Since the beginning of the current outbreak of COVID-19, I decided to develop a series of sketches with an abstract motif — a personal interpretation of the astral elements represented in the Inca culture, (which expanded from the North of Colombia to South of Argentina and from East of Brazil to West on the Pacific Ocean); among them, the sun, moon, mountains, rivers, sky, and the vast Peruvian landscape. The title for this series of sketches was suggested by the great Latin American writer Gabriel Garcia Marquez, winner of the Nobel Prize in Literature in 1982 for his novel Love in the Time of Cholera
I wanted to develop this sketch series using a full black cartridge paper surface where I would be able to play down and manipulate metallic pens with metallic colour mixed with other media in order to create a superior contrast between the shinning liquid media and the black surface.
This intention to explore the use of full black paper surface with metallic pen had been spinning in my head for some time. The objective came about when first finding the proper dark or black coloured paper surface to work with, followed by obtaining the proper colours that would offer a high contrast to each other. After much contemplation, metallic pens were chosen, since they would offer a powerful visual impact when combined, placed, or mixed together. Other types of materials such as watercolor or coloured pencils, normal pens, or colour marker pens were not suitable on the black paper surface due to the nature of the black color or paper exterior that absorbed the inks making it impossible to render any sketch or idea.

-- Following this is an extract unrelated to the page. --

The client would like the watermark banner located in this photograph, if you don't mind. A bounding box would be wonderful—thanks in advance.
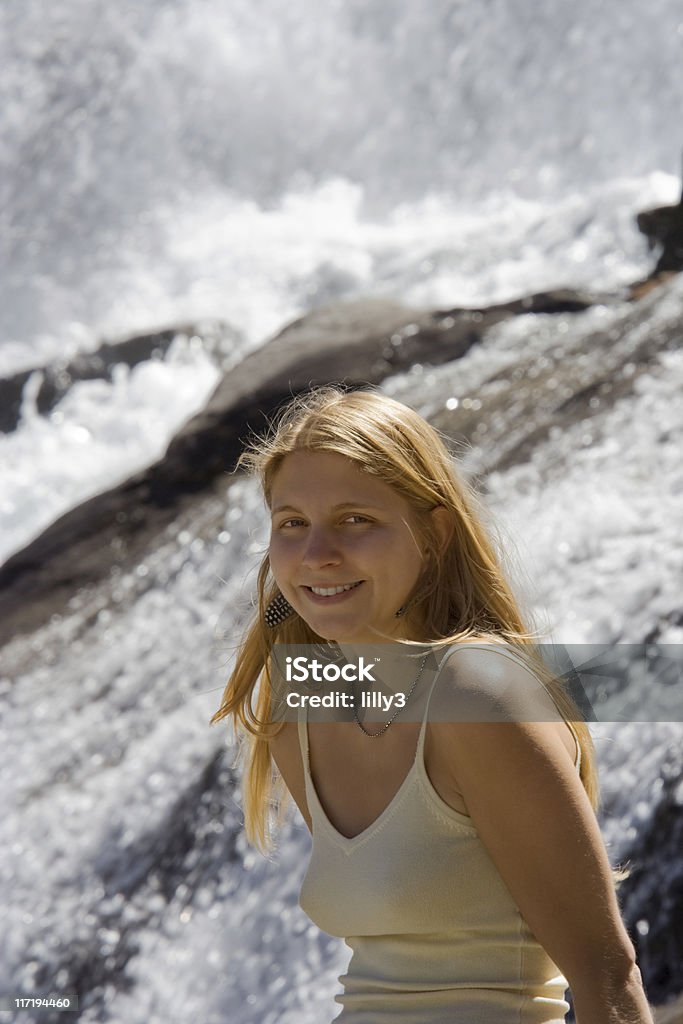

I did not have to prepare the paper surface. The first step to follow was to plan and decide the paper size and format before starting work on the drawing itself. I started to sketch simple single page drawings using these metallic colors then proceeded to chose two pages together to create a more dynamic composition as the drawing above. Finally I decided to place three pieces of A4 sized paper together horizontally, creating a long horizontal rectangle format (This format originated with the Greeks, triptykhos meaning “three-layered) — a piece of art made of three paintings or panels connected to each other in a way that allows the two outer ones to fold in toward the large central one. This type of art format has been used by different artists, such as Hieronymus Bosch in 1515 for his The Garden of Earthly Delights and by Francis Bacon in 1969 for Three Studies of Lucien Freud, and Triptych Bleu, I, II, II by Joan Miro in 1961. Artists use the triptych for any number of reasons such as to give the art a narrative, or the sense of a story, to examine a subject from the multiple perspective or to showcase three separate elements that are related and complement each other in a painting. These panels may be displayed together in a single unit or hung separately.

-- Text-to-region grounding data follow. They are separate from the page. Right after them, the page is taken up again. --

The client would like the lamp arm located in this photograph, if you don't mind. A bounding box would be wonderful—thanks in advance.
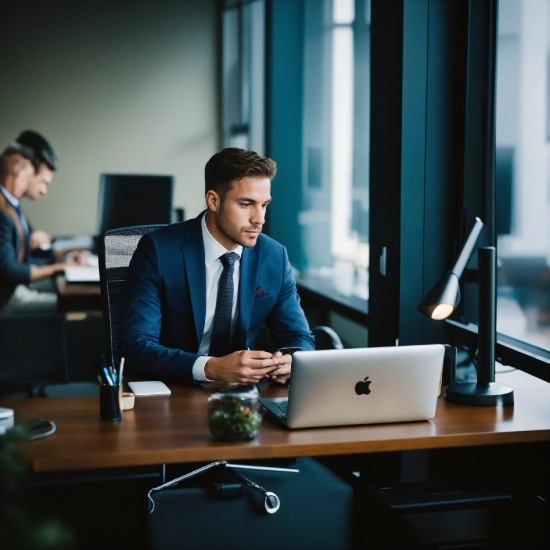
[451,217,484,278]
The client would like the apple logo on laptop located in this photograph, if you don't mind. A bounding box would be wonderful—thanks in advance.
[355,376,372,396]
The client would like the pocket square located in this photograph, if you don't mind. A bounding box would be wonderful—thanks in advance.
[254,286,273,299]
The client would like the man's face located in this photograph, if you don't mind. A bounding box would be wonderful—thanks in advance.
[26,165,53,200]
[206,176,272,249]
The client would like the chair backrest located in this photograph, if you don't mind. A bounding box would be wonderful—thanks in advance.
[98,225,166,366]
[253,325,344,352]
[97,174,173,234]
[311,325,344,350]
[0,313,69,385]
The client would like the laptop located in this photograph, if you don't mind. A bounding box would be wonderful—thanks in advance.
[259,344,445,429]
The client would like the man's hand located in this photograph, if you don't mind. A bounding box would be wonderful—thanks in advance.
[29,252,90,281]
[63,251,88,266]
[265,350,292,385]
[205,350,291,384]
[30,229,53,249]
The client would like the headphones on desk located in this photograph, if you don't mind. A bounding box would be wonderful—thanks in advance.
[2,419,57,441]
[148,460,281,515]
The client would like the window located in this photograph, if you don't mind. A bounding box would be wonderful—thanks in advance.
[221,0,265,154]
[299,0,370,301]
[495,0,550,353]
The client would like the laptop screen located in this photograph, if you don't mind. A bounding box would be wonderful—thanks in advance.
[0,314,69,383]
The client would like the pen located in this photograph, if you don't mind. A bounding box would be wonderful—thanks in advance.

Some artists would prefer to have panels made of the same size, square, or vertical rectangle with the height a uniform size. There are no fixed rules on how to read a triptych painting or a way to achieve continuity such as a constant horizon line or background, a unified colour palette, or consistent subject matter. Some may read the triptych from left to right as the entire scene or individually as when the scenes on the left and right are different from the central one.
On the sketch below I did the preliminary outline using metallic pens that maintain a consistent line across the two pieces of paper. This outline drawing is to be read from the left to right as the focus point remains on the right side of the paper.
It depicts a round shape representing the sun complemented by other abstract elements such as waving lines or water and a structure stand on the right boundary of the page edge, along with the single bars at the bottom of the page. This composition is completed with the final set of gold poster colours describing a unity.
I aimed to express through this COVID-19 series the creation of the world, life, mankind, rivers, mountains; relying on South American syncretism and astral beliefs whereby the utilization of metallic colors and paint materials help to represent these ideas.